Remember this number: $700 million.

Stick that to the fridge, e-mail it to friends or mention it at the next town hall meeting. No other credible estimate exists. So I tracked down studies and government data, crunched the numbers and arrived at $700 million as the gross costs of education, prisons and unreimbursed health care in Florida.

Yes, that's a fraction of the billions cited in 2009 by the Federation for American Immigration Reform, in a report that targeted all immigrants and has since been debunked. But it's a significant cost nonetheless, amounting to $37 per Floridian.

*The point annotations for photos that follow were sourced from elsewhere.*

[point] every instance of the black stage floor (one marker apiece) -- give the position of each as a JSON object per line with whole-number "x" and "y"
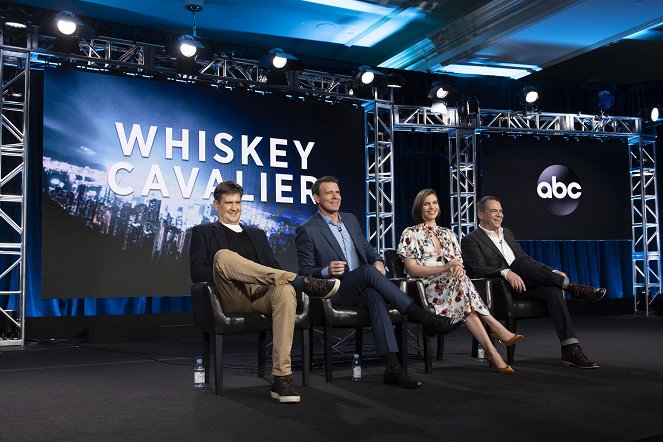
{"x": 69, "y": 390}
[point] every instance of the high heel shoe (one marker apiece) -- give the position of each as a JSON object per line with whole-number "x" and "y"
{"x": 509, "y": 342}
{"x": 503, "y": 370}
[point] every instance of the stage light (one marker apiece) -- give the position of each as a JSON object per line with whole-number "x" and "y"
{"x": 16, "y": 18}
{"x": 438, "y": 90}
{"x": 605, "y": 100}
{"x": 529, "y": 95}
{"x": 67, "y": 22}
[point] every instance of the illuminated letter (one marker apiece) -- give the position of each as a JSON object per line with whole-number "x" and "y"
{"x": 186, "y": 188}
{"x": 274, "y": 153}
{"x": 112, "y": 181}
{"x": 135, "y": 135}
{"x": 150, "y": 184}
{"x": 304, "y": 153}
{"x": 280, "y": 188}
{"x": 183, "y": 143}
{"x": 250, "y": 150}
{"x": 222, "y": 147}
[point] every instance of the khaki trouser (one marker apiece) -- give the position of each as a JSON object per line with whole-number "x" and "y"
{"x": 246, "y": 286}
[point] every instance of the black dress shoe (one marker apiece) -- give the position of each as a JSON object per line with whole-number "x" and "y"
{"x": 441, "y": 325}
{"x": 586, "y": 293}
{"x": 321, "y": 288}
{"x": 400, "y": 378}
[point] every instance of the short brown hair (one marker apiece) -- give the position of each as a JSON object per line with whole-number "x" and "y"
{"x": 315, "y": 190}
{"x": 227, "y": 188}
{"x": 418, "y": 205}
{"x": 481, "y": 205}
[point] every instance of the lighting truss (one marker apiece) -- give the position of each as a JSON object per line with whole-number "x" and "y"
{"x": 646, "y": 254}
{"x": 379, "y": 166}
{"x": 15, "y": 77}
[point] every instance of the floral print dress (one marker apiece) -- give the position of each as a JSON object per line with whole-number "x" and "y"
{"x": 448, "y": 295}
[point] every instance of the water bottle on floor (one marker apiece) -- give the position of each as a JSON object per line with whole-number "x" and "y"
{"x": 356, "y": 368}
{"x": 199, "y": 375}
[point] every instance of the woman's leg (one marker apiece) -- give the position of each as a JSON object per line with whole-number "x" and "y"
{"x": 496, "y": 326}
{"x": 474, "y": 325}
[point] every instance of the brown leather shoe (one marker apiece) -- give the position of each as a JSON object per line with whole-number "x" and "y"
{"x": 573, "y": 356}
{"x": 585, "y": 292}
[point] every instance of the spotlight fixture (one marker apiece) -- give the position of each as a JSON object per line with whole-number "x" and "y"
{"x": 443, "y": 96}
{"x": 67, "y": 22}
{"x": 366, "y": 75}
{"x": 16, "y": 18}
{"x": 279, "y": 59}
{"x": 605, "y": 100}
{"x": 438, "y": 90}
{"x": 654, "y": 113}
{"x": 529, "y": 96}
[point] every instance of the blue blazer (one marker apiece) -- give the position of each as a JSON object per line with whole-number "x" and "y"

Consider that the amount spent to educate "unauthorized" children could pay for Florida's entire voluntary prekindergarten system or operate Brevard Public Schools for a year. Our prisons spent more to house illegal immigrants in 2010 than the Legislature spent on the Fish and Wildlife Conservation Commission, state records show.

And note that the $700 million does not include costs incurred by county jails, state child-welfare agencies or U.S. Immigration and Customs Enforcement.

"There are occasions when we hold someone," Brevard jail Commander Susan Jeter told me Monday. Brevard temporarily held five illegal immigrants in 2010 for a cost of $317. "That's reasonable," Jeter said.
Still, I confidently rounded up my estimate from $696,142,430.

Adding up
Subtotals behind that figure:
Public education for illegal-immigrant children: $548.88 million per year. That does not include U.S.-born children of undocumented parents. Data from the nonpartisan Pew Hispanic Center indicate that Florida has 60,750 school age children who are foreign-born, unauthorized immigrants. Multiply that population by per-pupil spending of $9,035 in Florida, as last reported by the U.S. Census Bureau.
State prisons: $107.07 million per year. The Department of Corrections this month reported 5,641 "confirmed aliens" in its facilities. Multiply that by the average cost per inmate of $18,980 per year, as cited by the National Institute of Corrections.